Cuba: Che ne è stato della Rivoluzione?
di LIBERO PENSARE (Piero Cammerinesi)
Quello che mi aspettavo
In tutti questi anni di viaggi quello che ho imparato è che è inutile farsi idee sul posto in cui si andrà, perché la realtà è sempre molto diversa dall’immaginazione; la cosa non è la sua immagine.

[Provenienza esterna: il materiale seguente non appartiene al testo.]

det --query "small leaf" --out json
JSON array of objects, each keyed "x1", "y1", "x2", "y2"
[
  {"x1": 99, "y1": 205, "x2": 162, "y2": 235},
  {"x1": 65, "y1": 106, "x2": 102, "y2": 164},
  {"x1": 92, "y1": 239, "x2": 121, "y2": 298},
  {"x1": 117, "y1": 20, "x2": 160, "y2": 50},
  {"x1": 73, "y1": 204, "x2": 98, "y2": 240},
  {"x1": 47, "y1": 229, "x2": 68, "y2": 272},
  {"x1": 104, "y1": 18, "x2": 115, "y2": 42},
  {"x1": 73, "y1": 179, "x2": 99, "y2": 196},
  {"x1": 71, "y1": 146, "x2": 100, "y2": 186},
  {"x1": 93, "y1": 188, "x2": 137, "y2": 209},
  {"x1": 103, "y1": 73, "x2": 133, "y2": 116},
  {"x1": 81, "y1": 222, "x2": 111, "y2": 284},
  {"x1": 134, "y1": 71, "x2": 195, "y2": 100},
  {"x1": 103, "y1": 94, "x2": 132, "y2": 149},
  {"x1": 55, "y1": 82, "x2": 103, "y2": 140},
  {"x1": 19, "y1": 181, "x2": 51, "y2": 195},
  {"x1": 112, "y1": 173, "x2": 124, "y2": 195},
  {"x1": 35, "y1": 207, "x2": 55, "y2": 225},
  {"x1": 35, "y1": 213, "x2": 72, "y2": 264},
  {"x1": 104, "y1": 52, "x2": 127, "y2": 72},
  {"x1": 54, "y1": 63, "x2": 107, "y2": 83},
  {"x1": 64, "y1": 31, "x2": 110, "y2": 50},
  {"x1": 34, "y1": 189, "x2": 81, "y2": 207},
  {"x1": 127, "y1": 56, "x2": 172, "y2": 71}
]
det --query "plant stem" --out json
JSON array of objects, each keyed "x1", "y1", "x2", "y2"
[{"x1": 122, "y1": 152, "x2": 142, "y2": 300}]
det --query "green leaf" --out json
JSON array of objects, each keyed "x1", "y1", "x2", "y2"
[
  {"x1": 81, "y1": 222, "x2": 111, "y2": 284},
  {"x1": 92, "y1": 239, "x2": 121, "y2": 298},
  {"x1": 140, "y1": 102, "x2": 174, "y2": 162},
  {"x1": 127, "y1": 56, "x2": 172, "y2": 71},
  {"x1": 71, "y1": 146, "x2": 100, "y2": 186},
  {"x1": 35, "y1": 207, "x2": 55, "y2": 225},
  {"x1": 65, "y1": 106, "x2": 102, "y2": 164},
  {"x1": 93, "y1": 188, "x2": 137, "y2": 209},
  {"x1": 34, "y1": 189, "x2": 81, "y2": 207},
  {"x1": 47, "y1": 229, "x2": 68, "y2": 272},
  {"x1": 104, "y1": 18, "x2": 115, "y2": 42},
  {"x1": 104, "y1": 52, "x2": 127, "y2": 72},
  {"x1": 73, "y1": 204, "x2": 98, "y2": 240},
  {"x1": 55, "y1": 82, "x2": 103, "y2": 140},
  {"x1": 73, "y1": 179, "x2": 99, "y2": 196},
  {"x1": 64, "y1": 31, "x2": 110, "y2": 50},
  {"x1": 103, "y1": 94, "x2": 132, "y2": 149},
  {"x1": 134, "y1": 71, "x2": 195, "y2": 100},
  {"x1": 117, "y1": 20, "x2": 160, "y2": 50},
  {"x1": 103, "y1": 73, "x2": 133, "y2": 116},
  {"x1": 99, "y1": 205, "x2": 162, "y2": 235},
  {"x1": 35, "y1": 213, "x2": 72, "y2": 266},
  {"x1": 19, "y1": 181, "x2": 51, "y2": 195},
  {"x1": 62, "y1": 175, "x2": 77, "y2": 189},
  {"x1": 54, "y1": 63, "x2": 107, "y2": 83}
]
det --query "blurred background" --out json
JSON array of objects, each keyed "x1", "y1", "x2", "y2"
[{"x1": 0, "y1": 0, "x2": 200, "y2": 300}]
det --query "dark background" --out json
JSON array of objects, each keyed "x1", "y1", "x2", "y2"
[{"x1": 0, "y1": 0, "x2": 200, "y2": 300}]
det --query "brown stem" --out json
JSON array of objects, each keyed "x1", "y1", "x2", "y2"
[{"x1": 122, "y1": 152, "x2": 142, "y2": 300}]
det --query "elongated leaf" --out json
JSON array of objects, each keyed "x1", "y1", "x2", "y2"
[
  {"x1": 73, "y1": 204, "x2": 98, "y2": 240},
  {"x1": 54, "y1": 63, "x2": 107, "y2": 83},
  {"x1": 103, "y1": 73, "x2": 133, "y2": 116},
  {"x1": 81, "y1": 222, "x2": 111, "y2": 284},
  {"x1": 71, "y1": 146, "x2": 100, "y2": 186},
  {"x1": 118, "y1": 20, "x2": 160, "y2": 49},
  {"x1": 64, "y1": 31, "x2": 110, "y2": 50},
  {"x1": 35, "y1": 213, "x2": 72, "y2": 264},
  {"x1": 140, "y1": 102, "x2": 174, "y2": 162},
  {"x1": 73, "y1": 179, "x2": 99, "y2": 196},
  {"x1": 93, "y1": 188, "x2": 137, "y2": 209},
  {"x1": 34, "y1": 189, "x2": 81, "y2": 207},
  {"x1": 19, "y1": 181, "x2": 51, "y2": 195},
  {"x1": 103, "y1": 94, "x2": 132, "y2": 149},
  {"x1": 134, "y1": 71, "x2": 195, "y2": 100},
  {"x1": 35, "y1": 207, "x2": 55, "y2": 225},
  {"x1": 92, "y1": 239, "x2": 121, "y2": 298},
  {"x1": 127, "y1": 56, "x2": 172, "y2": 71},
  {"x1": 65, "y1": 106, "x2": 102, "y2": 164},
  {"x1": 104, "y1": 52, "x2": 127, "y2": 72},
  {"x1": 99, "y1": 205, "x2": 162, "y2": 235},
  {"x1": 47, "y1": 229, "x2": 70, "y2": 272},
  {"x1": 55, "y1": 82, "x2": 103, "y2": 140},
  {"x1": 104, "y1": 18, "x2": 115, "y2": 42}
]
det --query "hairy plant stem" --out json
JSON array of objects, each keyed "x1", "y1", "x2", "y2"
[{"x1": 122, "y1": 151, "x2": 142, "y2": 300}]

Nel caso di Cuba, però, una certa idea me l’ero fatta.
Ho sempre pensato a quest’isola come ad una sorta di esperimento sociale, qualcosa di simile ad Auroville (per chi ha letto il mio precedente articolo), certo in forma molto più ampia e con un taglio molto meno spirituale. Però il concetto alla sua base pensavo lo si potesse assimilare a quello della comunità in India: noi non vogliamo far parte del mondo consumistico-capitalistico e rigettiamo qualunque cosa abbia a che vedere con questo modo di pensare, per incentivare uno stato laico, socialista ed egualitario. Pensieri che avevo ben chiari in testa anche grazie al famoso discorso di Ché Guevara all’ONU nel 1964:
“Cuba, signori delegati, libera e sovrana, senza catene che la leghino a nessuno, senza investimenti stranieri nel suo territorio, senza proconsoli che orientino la sua politica, può parlare a fronte alta in questa Assemblea e dimostrare la giustezza della frase: “Territorio Libero di America” con cui è stata battezzata”.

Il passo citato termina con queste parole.